Maura Corey, ACE says when editing a romantic comedy like Netflix’s Nobody Wants This, you have to get a little crazy in your cut.
“[The love interests] steal glances at each other or stare at each other,” says Corey. “If you actually did that in real life, it would seem crazy. Why is this person staring at me?” she laughs. “But with editing, you’re creating a feeling. You’re trying to say what it feels like in your head through visual language.”
When Noah Met Joanne: Cutting Nobody Wants This Party Scene
In the pilot of Nobody Wants This, Corey quickly establishes that Kristen Bell’s Joanne and Adam Brody’s Noah are into each other through cuts to stolen glances, starting with the party scene when Joanne enters in her chinchilla coat.
“It’s all about point of view. The basic idea was to show how Noah notices her. She walks in in the wide shot, we see him in the wide shot look at her, she has banter with her friend, and then you get closer up on him, so he’s noticing her.”

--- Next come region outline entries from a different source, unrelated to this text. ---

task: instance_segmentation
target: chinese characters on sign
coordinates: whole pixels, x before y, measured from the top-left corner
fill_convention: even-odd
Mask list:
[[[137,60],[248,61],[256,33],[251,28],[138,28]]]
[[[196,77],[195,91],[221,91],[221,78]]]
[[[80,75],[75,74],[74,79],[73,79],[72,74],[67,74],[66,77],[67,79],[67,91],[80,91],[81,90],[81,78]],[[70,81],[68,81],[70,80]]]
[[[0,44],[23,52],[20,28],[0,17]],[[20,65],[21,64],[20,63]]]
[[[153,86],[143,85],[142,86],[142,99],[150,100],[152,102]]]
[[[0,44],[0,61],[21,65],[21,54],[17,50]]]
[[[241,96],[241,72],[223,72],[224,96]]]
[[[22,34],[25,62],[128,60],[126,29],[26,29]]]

During that meet cute, Noah fumbles with the wine bottle (something Corey says was not scripted and that Brody and Bell just went with!), and it soon pivots to Joanne’s point of view.
“You smash cut into the party scene, and she’s having a conversation about three ways. It was intentional that I cut to him at certain points where he’s noticing how interesting she is, and then he leans in, and the way our director Greg Mottola framed this, you’re close in on Ashley (Sherry Cola) and Noah and you see Joanne through them. The way it’s framed is directly related to his point of view of her.”

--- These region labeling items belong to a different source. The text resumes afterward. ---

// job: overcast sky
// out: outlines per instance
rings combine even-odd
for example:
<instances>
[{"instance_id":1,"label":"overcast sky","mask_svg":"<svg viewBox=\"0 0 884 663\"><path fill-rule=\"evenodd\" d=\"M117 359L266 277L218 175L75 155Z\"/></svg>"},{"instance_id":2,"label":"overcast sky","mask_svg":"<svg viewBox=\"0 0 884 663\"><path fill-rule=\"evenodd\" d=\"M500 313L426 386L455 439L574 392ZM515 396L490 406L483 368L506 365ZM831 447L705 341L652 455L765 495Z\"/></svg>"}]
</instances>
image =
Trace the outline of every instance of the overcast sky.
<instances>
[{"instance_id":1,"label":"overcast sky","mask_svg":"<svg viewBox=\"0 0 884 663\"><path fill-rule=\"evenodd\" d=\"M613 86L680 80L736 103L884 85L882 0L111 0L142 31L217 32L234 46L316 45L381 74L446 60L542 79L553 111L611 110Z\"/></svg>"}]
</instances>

Corey ping-pongs back and forth between Joanne and Noah’s points of view throughout the dinner scene, leading up to when she discovers the real rabbi of the party.
“We have this wide shot, everybody’s turned to Noah, but she’s turned to who she thinks is the rabbi. We worked on that to make sure it landed. Kristen knows how to do comedy so well! He says, ‘Hot?’ And she goes, ‘Kinda.’ I don’t think that was in the script. I think she just did that! There was a lot of leeway for them to react to situations, and it was organic.”

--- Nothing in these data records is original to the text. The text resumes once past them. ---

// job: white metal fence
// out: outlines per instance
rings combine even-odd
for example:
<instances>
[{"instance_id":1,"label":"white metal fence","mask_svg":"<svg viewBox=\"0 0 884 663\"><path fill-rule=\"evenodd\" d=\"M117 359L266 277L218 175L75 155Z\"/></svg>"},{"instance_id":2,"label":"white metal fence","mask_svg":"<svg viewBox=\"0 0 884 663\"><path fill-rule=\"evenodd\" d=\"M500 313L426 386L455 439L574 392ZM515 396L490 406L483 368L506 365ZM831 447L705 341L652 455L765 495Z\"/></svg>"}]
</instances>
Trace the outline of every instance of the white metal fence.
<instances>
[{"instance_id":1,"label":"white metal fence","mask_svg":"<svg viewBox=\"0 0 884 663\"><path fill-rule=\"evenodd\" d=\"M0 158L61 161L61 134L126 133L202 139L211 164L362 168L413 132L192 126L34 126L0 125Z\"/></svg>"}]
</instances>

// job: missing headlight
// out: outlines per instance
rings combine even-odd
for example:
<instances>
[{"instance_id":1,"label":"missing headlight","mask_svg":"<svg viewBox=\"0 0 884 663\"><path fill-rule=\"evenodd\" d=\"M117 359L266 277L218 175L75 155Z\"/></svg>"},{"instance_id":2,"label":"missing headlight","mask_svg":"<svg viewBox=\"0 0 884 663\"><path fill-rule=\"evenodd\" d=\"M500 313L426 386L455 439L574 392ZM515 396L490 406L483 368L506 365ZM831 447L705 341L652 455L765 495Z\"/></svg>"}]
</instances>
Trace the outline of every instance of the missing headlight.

Falling in Love to the Soundtrack of Haim
Corey says the montage of the two thinking about each other set to Haim’s “Now I’m In It” (fun fact: Este Haim serves as the music supervisor on the series!) was a perfect marriage, “very LA, female-forward, and romantic.”
“When we put it up against picture, I thought, oh my god, this is so cute! Her smelling the jacket. The way we edited the music was to make sure the lyrics came at the right point. It ends with him lighting the match to the candle for his service. It was very purposeful on how we put it together.”
Of course, you can’t have a rom-com meet cute without a happy ending. And while we’ll see what Nobody Wants This Season 2 has in store for the couple, the first episode’s final scene truly captures that feeling of slowly falling in love with someone, when Joanne enters the synagogue in red, standing out within the congregation.
“It’s opening the door to a larger world for her. It was important to show how she was affected by his words and how they connected to what he’d gone through. We know that as an audience, but we see her learn it. I think that’s what makes the sparks fly even bigger because you’re seeing it through Joanne’s point of view and falling in love alongside her.”
Nobody Wants This is streaming on Netflix.